January 30, 2009

Idea-byte No. 2

Today's idea-byte is taken from a white cue card, 5" x 7" in size, with text written on the lined side:

"What deserves your precious 1440 minutes every day?"
"What doesn't?"

from What Is Your Life's Work? by Bill Jensen.

January 29, 2009

Sticky-notes and cue cards: Introducing Idea-Bytes...

I've been spring cleaning this January. One of my goals--an on-going one--was to make headway with the papers that have been collecting on my desk. As I was saying to a friend this evening, I really enjoy having a clear desk yet in my home office of sorts I find this difficult to accomplish, and even more difficult to maintain.

I did make progress today on the organization front, which is great, although my desk does not fully reflect the accomplishment. While tackling one section of desktop about 6 square inches in size, I began looking through a collection of cue cards that have gathered: cards on which I have jotted little notes, questions, bits of information to remember or ponder. Over the next while, I might use them as inspiration for the blog, providing samples from this well-established habit of mine of jotting little bits of ideas I think of or encounter onto little bits of papers when they come. Cue cards, sticky notes, little notepad papers, and those letter-sized yellow note pad pages are common receptacles for my latest jot.

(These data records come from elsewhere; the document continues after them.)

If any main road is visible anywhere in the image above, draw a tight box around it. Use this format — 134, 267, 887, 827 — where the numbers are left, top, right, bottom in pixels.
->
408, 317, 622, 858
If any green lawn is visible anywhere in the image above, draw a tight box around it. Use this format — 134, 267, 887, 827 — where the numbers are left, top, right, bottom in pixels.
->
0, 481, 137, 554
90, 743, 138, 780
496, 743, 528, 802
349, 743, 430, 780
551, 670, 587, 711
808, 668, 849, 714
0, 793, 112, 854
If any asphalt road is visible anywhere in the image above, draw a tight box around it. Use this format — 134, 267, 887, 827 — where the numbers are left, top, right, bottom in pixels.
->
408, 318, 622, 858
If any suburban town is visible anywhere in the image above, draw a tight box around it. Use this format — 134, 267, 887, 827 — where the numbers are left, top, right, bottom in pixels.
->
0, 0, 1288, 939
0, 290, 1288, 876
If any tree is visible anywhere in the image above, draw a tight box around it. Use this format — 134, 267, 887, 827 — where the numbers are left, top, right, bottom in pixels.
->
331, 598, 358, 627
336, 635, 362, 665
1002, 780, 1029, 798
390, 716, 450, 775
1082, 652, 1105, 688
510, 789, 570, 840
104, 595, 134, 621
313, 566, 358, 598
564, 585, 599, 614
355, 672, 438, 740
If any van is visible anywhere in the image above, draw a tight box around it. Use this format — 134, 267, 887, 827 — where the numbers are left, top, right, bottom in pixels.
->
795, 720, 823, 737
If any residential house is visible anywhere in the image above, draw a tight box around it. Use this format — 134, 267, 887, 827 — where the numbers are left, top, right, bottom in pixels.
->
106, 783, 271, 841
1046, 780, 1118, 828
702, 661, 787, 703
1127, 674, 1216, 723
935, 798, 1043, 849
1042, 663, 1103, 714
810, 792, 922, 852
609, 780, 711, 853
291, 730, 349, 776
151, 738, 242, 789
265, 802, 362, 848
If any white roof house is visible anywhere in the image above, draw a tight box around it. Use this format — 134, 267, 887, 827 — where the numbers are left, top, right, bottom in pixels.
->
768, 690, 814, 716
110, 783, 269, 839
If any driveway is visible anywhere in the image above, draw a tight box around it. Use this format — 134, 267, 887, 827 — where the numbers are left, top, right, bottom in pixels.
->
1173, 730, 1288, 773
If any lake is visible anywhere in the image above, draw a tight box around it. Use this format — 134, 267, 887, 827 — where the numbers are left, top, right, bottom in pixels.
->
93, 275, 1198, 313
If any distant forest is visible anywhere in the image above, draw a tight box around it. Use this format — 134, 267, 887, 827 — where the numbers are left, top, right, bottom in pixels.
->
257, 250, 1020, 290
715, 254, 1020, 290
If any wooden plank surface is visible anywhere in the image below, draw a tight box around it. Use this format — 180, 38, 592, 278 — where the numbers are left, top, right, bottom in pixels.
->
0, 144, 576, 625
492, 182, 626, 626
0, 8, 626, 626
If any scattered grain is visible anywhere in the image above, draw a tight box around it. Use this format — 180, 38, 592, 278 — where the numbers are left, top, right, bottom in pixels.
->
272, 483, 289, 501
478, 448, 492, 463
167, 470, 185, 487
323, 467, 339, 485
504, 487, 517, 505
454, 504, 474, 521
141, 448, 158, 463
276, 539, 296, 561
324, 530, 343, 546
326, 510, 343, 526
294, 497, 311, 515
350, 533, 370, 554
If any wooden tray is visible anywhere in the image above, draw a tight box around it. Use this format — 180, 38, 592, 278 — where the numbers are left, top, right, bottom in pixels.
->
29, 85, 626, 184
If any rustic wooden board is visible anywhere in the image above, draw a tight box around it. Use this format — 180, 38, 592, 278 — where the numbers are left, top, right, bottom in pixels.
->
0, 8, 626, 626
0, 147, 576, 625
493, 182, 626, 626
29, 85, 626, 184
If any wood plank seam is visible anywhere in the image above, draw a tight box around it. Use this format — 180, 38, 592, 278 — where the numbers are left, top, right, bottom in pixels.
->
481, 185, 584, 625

(As a sidebar, I might mention that I really don't enjoy writing on those yellow notepads but they are a staple in my workplace where some of my jotting down inevitably happens.)

Selected from no particular order, here is today's sample, which I will call Idea-byte One:

Forget about perfection. The object is to set in motion a higher order for your life. --Cheryl Richardson, best-selling author of the useful book, Take Time for Your Life.

January 18, 2009

My cat circles the coffee table counter-clockwise...


For at least a few months now, my beautiful, loving, aging white cat has developed a new peculiarity. In my home, the main daytime living area aside from my workspace is a medium to large sized rectangular room divided into two by function. Approximately one half of the room (the south) is dedicated to the kitchen and the other half of the room (the north) is dedicated to the living room. It is in the north half of that room where you will find in my home a blue loveseat that was passed on to me from family who no longer needed it, and a few feet in front of that, a solid wood coffee table (I think it is oak) that was also passed along.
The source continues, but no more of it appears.